Now 48, boyish and hyper-enthusiastic on all topics, Mr. Stewart, a chemist, and his NIH partner, Ned Feder, a 65-year-old physician, used to work on the nervous system of snails.

Then, in the early 1980s, as a sideline, they began to study the honesty of science. They broke into public view with a bombshell analysis of the accuracy of the scientific data in a series of previously published articles on heart research.

At first, efforts to publish their findings drew threats of libel suits that led to two Congressional hearings. Their report, eventually published in the prestigious journal, Nature, demonstrated that the heart research papers were riddled with mistakes big and little, ranging from arithmetic errors to flaws in logic and fact.

The scientific establishment was outraged -- not by the errors, but by the disclosure of scientific fallibility to a trusting public. Encouraged by the results, Stewart and Feder, abandoning snails, turned full-time attention to issues of scientific integrity.

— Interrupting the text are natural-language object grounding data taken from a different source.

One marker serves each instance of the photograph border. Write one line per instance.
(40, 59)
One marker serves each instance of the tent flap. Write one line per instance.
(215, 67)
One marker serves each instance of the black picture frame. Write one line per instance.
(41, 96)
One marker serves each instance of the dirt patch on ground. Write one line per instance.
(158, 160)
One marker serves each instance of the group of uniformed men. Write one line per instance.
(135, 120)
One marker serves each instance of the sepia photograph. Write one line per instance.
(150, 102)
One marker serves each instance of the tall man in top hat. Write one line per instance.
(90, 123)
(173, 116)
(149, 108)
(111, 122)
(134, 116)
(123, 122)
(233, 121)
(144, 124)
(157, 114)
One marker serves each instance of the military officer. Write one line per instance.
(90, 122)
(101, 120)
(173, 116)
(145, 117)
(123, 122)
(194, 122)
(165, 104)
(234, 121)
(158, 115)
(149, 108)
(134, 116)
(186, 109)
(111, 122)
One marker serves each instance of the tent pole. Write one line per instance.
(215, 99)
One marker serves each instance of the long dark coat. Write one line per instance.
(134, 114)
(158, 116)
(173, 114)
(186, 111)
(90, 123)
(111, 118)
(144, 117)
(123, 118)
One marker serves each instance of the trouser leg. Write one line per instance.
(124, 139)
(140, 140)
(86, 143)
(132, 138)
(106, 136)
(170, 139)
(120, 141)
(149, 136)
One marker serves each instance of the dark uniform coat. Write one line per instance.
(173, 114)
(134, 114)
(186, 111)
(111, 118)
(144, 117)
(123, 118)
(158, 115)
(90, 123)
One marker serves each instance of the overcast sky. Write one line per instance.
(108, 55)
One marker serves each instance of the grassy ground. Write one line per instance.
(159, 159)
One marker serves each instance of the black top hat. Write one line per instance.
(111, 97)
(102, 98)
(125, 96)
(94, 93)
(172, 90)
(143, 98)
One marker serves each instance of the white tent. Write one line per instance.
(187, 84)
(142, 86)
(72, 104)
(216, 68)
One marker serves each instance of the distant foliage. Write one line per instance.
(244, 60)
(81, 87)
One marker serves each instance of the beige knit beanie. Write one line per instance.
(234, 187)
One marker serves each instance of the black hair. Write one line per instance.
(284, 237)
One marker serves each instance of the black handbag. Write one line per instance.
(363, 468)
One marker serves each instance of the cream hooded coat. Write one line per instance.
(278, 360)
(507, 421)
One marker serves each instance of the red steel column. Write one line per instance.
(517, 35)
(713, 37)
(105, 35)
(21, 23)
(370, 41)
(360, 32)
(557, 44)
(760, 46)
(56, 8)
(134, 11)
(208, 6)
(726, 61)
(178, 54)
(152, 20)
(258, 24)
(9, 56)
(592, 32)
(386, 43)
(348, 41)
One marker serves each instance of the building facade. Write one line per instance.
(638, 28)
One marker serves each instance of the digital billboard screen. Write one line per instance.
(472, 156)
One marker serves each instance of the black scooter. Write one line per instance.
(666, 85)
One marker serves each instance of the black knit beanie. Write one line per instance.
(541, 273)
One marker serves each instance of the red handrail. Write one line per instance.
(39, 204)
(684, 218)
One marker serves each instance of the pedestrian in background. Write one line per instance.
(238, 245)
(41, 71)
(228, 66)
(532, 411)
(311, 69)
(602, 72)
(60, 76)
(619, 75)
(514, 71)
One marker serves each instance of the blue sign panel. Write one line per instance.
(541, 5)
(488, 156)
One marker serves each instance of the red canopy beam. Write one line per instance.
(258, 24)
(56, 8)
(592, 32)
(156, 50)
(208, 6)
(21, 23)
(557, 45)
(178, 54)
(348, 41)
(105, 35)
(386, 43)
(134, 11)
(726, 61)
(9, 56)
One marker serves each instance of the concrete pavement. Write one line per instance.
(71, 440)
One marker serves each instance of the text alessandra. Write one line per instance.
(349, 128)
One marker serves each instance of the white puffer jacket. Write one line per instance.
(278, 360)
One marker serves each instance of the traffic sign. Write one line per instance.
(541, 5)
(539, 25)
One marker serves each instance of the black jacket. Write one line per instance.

Tolerated by their chiefs at NIH, they soon became a beacon for scientists nationwide who felt the sacred rules of the game were being violated by chiselers, often their laboratory supervisors.

For example, in 1986, when a young postdoctoral scientist challenged the accuracy of a breakthrough scientific claim by a team that included Nobel laureate David Baltimore, she was told essentially to keep quiet.

Stewart and Feder analyzed the lab records, concluded she was right, and embarrassed NIH into conducting an investigation that eventually upheld the young scientist's conclusions. Other cases more or less followed that pattern.

In the process, however, the self-assigned fraud-hunters aroused animosity in establishment ranks. Many wondered why NIH, short of funds for cancer research, was staking a pair who seemed dedicated to undermining public confidence in science.

The answer is that the NIH management didn't like them at all, but the scientific culture allows its workers a lot of leeway.

Stewart and Feder argued that maintaining the purity of science is an integral part of advancing scientific knowledge. They contended that NIH's own fraud-detection system was soft on scientific crime.

Their investigations drew favorable congressional interest. And even some of their critics conceded that they had alerted the scientific community to neglected problems of integrity. Nonetheless, ill will toward them grew with each disclosure of scientific delinquency.

This spring, they unwittingly set themselves up for retribution by getting involved in a plagiarism controversy remote from science, a dispute over a biography of Abraham Lincoln. Mr. Stewart argued that he came into the case to calibrate his ''plagiarism machine,'' a computerized rig for comparing texts.

But the NIH management had enough. Both were told that on May 10, their voluminous files of scientific misdeeds would be sealed up, and they were to report to conventional duties at NIH.

On that date, Walter Stewart commenced his hunger strike, declaring that the reassignment was arbitrary and retaliatory. The two protested that they were in the midst of studying serious misconduct cases ignored by government investigators.

Mr. Stewart said he would fast until NIH allowed him and Dr. Feder to return to fraud-hunting duties. A month later, he was still adamant, and so was NIH.

Outsiders will be struck by the irrationality of this spectacle. But, as noted at the outset, relations between big bureaucracies and whistle-blowers can be ugly.

Daniel S. Greenberg is a syndicated columnist specializing in the politics of science and health.